COVID-19 reinfection period reduced to four weeks
NSW Health has revised the COVID-19 reinfection period from 12 weeks down to four weeks effective from today.
People who have previously had COVID-19 will be required to test for COVID-19 after 28 days since their isolation ended if experiencing symptoms and follow the relevant health advice if they test positive. People who test positive again will be reported and managed as new cases.
NSW Chief Health Officer Dr Kerry Chant said the reduced reinfection period, which follows the advice from the Australian Health Protection Principal Committee, is due to the latest subvariants of Omicron circulating in the community.
“The Omicron BA.4 and BA.5 subvariants are circulating widely in NSW. They are more able to evade immunity gained from previous infection and vaccination reinfection is more likely and possible just weeks after a prior infection,” Dr Chant said.
“We’re urging people who have recently had COVID-19, even if they left isolation in the past four weeks, not to be complacent. If you develop symptoms again, make sure to test and isolate.”
Dr Chant is also urging members of the community who are now eligible for a COVID-19 booster dose to access it as soon as possible ahead of an expected peak in cases in the coming weeks.
The expansion of the winter booster program means those aged 50 to 64 years are now recommended to receive a second or winter booster dose, which is available to all those aged 30 and over.
“With the rising number of COVID-19 cases in the community driven by a wave of wave of BA.4 and BA.5 infections, it is vital people are up to date with their COVID-19 vaccinations, as this will provide the best protection against severe illness from COVID-19,” Dr Chant said.
Dr Chant said while most cases of COVID-19 are mild, some members of the community are at a risk of severe infection and may be able to access antiviral medications to treat their infection.

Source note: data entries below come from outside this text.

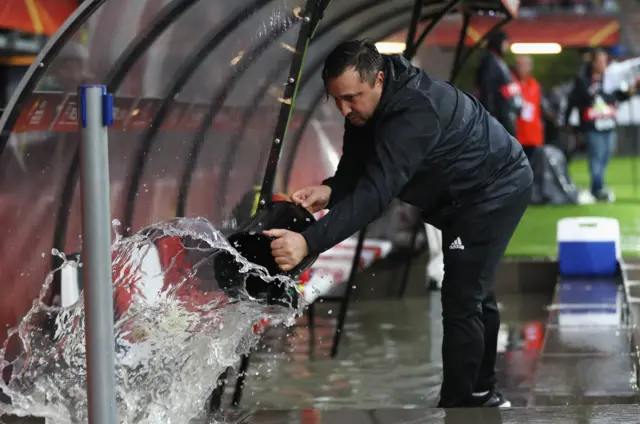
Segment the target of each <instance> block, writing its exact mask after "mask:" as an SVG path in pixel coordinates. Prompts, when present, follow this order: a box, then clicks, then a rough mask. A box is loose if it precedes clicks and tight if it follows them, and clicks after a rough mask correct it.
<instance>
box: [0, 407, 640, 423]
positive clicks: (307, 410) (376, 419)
mask: <svg viewBox="0 0 640 424" xmlns="http://www.w3.org/2000/svg"><path fill="white" fill-rule="evenodd" d="M638 417H640V406H639V405H608V406H579V407H549V408H513V409H457V410H443V409H409V410H407V409H378V410H337V411H320V410H303V411H280V410H277V411H276V410H274V411H260V412H256V413H253V414H251V413H245V414H243V413H239V414H234V415H233V416H229V417H228V418H227V419H225V420H224V421H222V422H225V423H228V424H423V423H425V424H427V423H429V424H469V423H474V424H616V423H635V422H638ZM0 423H3V424H41V423H43V421H42V420H34V419H26V420H25V419H20V418H18V419H15V420H13V419H12V420H7V421H4V422H3V421H2V420H0ZM202 423H203V424H204V421H203V422H202ZM198 424H199V423H198Z"/></svg>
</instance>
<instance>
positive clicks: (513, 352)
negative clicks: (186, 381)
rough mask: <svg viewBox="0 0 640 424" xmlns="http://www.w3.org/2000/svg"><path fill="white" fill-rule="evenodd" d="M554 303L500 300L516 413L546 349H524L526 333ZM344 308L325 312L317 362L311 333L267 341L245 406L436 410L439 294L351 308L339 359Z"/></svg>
mask: <svg viewBox="0 0 640 424" xmlns="http://www.w3.org/2000/svg"><path fill="white" fill-rule="evenodd" d="M550 301H551V295H548V296H545V295H526V296H522V295H518V296H513V295H512V296H503V297H502V298H501V299H500V303H501V310H502V317H503V329H502V330H503V331H502V332H501V338H500V346H499V350H500V351H501V354H500V357H499V364H498V368H499V371H500V373H499V378H500V382H501V386H502V387H503V388H504V393H505V395H509V397H510V399H511V401H512V403H513V404H514V406H525V405H526V403H527V400H528V399H527V396H528V394H529V391H530V390H529V389H530V387H531V384H532V383H533V377H534V373H535V363H536V361H537V358H538V354H539V349H536V348H534V349H524V348H523V347H524V334H523V333H524V329H525V328H527V326H530V327H531V328H540V327H544V323H545V321H546V317H547V314H548V313H547V310H546V306H547V305H548V304H549V303H550ZM338 306H339V305H337V304H324V305H320V306H319V307H318V311H317V316H316V327H317V328H316V330H315V333H316V334H315V346H314V357H313V358H310V356H309V352H310V350H309V337H310V334H309V331H308V329H307V327H306V326H303V325H300V326H298V327H296V328H295V329H294V330H293V331H292V332H291V334H289V335H287V332H286V331H285V330H284V329H273V330H271V331H270V332H269V334H267V337H266V338H265V342H264V343H263V346H262V348H261V350H260V352H259V353H257V354H255V355H253V356H252V358H251V359H252V364H251V367H250V368H249V376H248V378H247V384H246V389H245V391H244V397H243V400H242V405H243V406H247V407H254V406H255V407H257V408H259V409H301V408H320V409H339V408H357V409H371V408H424V407H433V406H435V404H436V403H437V398H438V392H439V389H440V382H441V353H440V344H441V340H442V318H441V308H440V298H439V294H438V293H434V294H432V295H431V296H430V297H425V298H413V299H406V300H395V299H390V300H382V301H366V302H354V303H352V304H351V305H350V306H349V314H348V316H347V320H346V324H345V331H344V335H343V338H342V340H341V342H340V345H339V351H338V355H337V357H336V358H335V359H333V360H332V359H331V358H330V357H329V352H330V350H331V344H332V338H333V335H334V331H335V319H332V318H330V317H331V316H332V315H336V314H337V310H338ZM537 337H539V338H541V335H538V336H537ZM539 341H540V343H541V340H539ZM530 344H531V343H530ZM232 382H233V380H232Z"/></svg>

“Antivirals work best when taken at the beginning of a COVID infection, so it is really important that if you are at high risk, you plan ahead, speak with a doctor so you understand the treatment options which are available to you if you test positive for COVID-19,” Dr Chant said.
All members of the community are being asked to do little things that reduce the risk for more vulnerable members of the community and make a big difference, including by:
- staying up to date with our vaccinations – for both flu and COVID-19
- staying home if unwell, taking a COVID-19 test and self-isolating
- wearing a mask in public indoor spaces
- getting together outdoors or in large, well-ventilated spaces with open doors and windows
- practising good hygiene by washing or sanitising our hands
- taking a rapid antigen test for COVID-19 before visiting vulnerable loved ones or going to large gatherings and events.